The issue of permission becomes that much more difficult when the person in question is a roommate/housemate.  Someone who shares your personal space has a significantly greater effect on your safety and wellbeing than anyone else.  If you share a dorm room with someone who is being haunted or oppressed by a spirit it is going to have a huge negative impact on your life.  If you’re in a situation where you share living space with someone (and moving out isn’t feasible) then doing some pretty heavy workings, even if you’re denied permission to do so, might be warranted.  At that point you’re really working in self-defense due to the target’s proximity to what should be your safe space.  If you don’t feel energetically safe in your own bed because of your roommate’s paranormal problems, then you’re probably justified in doing something about it.  The closer the proximity of the target to your personal space the easier it is to justify doing defensive work.  If it’s someone you share a bed or a room with you can pretty much do what you need to in order to be safe.  (Note – if you’re sharing a bed with someone who’s being haunted or oppressed and they refuse to allow you to help them you might want to rethink your relationship.  I’m just saying.)  If it’s a housemate that you don’t share a room with, then it should depend on the impact the other person’s problem has on you and the amount of harm being done to the person.  If it’s someone who’s just down the hall or in the building, then you should probably stay out of things.  Basically, use proximity and the likelihood of serious harm to make your choice.

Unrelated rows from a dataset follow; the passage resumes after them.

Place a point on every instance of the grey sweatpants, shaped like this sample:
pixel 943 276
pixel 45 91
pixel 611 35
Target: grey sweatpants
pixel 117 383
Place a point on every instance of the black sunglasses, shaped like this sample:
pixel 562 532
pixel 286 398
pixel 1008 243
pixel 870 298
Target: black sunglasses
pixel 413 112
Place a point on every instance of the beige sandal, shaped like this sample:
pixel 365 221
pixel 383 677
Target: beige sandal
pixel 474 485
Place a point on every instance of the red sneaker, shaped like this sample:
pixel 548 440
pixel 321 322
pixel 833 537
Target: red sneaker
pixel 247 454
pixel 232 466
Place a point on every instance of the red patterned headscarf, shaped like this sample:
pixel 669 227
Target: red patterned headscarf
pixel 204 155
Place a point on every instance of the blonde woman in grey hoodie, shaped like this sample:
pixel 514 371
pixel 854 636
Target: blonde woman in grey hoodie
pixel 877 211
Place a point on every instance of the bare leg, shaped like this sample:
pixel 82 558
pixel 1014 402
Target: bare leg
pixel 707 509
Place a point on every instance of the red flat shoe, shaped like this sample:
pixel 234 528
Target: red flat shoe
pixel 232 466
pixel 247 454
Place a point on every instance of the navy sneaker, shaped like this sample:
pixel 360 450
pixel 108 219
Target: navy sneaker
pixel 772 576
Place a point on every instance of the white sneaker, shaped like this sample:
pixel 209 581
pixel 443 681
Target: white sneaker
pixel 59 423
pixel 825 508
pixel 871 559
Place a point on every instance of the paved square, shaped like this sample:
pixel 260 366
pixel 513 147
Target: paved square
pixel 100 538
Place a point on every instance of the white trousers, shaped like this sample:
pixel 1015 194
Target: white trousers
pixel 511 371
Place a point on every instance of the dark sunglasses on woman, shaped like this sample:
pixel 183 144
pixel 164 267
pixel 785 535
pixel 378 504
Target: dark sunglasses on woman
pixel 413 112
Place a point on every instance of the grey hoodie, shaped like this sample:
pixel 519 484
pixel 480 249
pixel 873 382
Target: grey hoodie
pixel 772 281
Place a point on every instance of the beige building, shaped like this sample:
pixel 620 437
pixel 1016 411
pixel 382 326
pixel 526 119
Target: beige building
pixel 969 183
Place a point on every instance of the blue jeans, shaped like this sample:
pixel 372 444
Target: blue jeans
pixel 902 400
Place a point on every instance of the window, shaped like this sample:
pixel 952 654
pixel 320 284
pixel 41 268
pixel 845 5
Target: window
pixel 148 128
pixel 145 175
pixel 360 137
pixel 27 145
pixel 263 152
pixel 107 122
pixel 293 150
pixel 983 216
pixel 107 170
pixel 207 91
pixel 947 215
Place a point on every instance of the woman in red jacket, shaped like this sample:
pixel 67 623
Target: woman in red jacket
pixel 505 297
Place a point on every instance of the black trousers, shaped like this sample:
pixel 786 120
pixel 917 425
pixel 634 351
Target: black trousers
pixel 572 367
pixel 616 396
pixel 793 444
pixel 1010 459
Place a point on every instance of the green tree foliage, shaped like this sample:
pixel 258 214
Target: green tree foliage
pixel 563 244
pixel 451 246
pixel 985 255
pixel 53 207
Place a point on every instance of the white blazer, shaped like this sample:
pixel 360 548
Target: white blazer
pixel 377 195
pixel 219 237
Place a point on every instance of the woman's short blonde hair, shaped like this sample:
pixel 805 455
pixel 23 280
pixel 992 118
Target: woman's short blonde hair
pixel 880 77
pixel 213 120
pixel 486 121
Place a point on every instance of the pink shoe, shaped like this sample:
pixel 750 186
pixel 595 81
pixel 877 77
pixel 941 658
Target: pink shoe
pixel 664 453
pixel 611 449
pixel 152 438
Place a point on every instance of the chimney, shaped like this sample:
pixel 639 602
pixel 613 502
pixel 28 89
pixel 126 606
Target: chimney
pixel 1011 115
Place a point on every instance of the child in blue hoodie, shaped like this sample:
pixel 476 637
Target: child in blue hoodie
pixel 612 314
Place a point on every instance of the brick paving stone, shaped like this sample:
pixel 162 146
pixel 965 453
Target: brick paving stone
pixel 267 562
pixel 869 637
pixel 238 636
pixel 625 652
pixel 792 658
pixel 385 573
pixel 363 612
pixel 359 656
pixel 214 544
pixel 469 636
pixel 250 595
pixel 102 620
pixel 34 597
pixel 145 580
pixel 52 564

Now, there is a bit of a loophole with this whole permission thing.  It’s not exactly the most upright thing to do, but just because someone doesn’t want you to do magick on them doesn’t necessarily mean you can’t do magick to address the source of the problem.  If someone is being haunted you can, more or less, do whatever magick you want on the entity doing the haunting.  You can theoretically dissolve the magick of a curse without magickally touching the target of that curse.  You can make healing energy available to someone without forcing them to take it.  You can ward the exterior boundaries of a property without doing anything to someone’s home.  These little loopholes can allow you to address the source of many metaphysical issues without technically doing magick on someone who doesn’t want it.  Does this sort of thing go against the spirit of honoring someone’s refusal? Yes, absolutely.  Exploiting loopholes may be a bit underhanded, but if it’s a matter of being trixy or watching a friend suffer unnecessarily I will chose trixy every time.

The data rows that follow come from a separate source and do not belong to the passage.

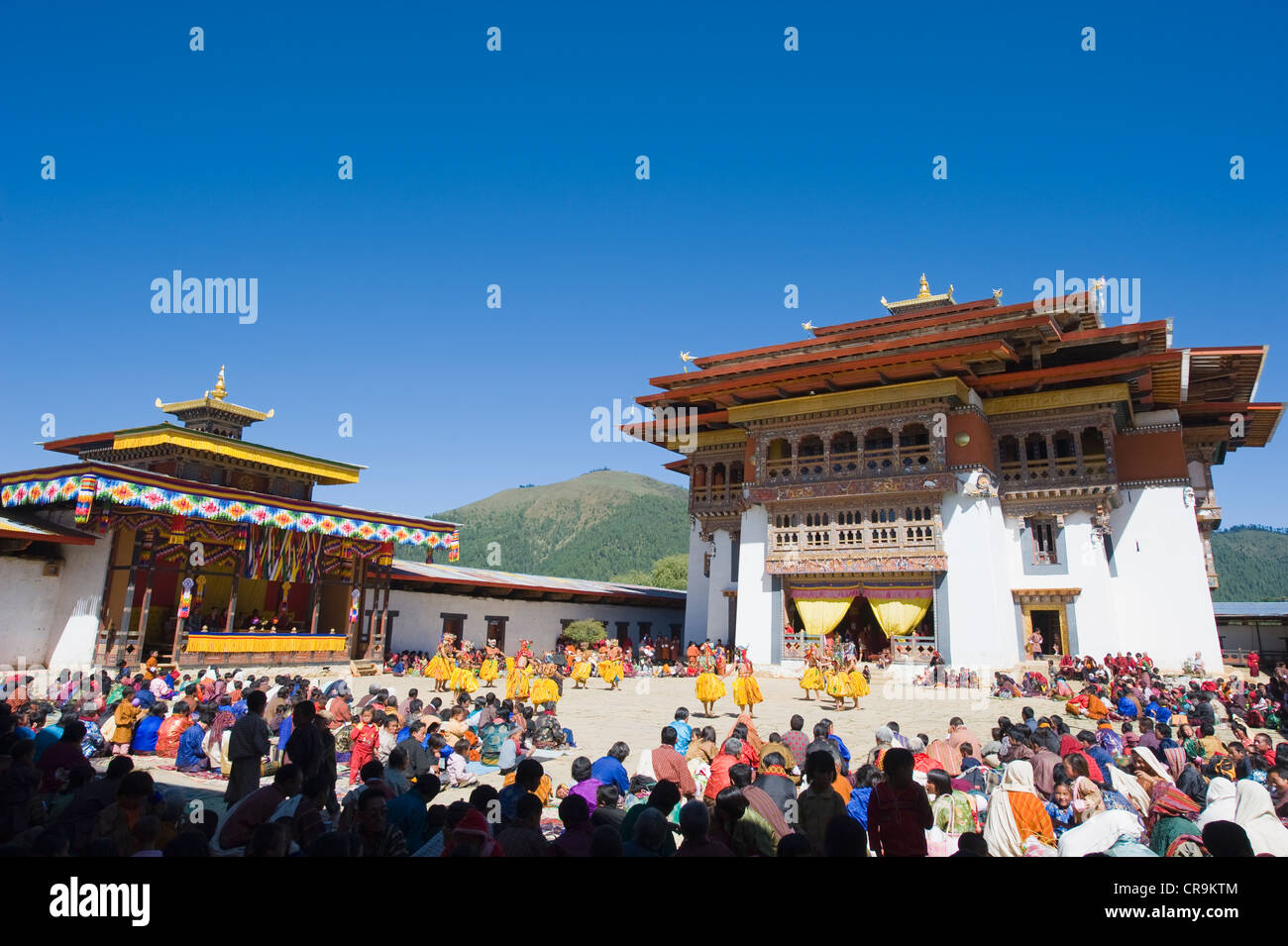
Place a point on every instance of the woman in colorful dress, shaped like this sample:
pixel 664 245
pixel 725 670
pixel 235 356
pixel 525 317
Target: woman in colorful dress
pixel 489 671
pixel 811 679
pixel 365 738
pixel 545 688
pixel 441 667
pixel 837 683
pixel 746 690
pixel 580 665
pixel 708 686
pixel 610 666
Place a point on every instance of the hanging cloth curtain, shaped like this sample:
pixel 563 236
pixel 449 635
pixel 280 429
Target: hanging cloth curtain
pixel 898 605
pixel 822 605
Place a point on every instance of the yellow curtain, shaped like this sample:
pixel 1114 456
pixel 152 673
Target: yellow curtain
pixel 822 614
pixel 263 644
pixel 900 617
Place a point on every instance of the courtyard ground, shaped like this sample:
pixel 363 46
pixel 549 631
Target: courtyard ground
pixel 638 712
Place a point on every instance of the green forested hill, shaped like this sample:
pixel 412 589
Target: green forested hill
pixel 597 527
pixel 1250 563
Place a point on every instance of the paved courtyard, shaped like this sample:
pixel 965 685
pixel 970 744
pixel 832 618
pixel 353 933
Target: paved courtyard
pixel 643 705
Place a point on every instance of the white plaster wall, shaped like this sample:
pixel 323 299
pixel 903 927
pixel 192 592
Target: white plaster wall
pixel 756 626
pixel 1095 626
pixel 980 610
pixel 419 624
pixel 696 602
pixel 52 620
pixel 1160 589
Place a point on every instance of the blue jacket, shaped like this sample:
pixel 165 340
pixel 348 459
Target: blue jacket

Ultimately, only you can decide whether or not a situation warrants doing defensive magick on someone without their permission.  I look at the immediacy and severity of the situation along with how personal the magick involved needs to be and then weight those factors with the strength of the target’s opposition to the work in order to decide what to do.  If I feel strongly that magick is necessary in the situation I’ll use my loopholes before I go disregarding someone else’s will.  Respecting the autonomy of others is very important to me, so things need to be pretty bad before I’ll go disregarding it.  In the end your ethics are up to you.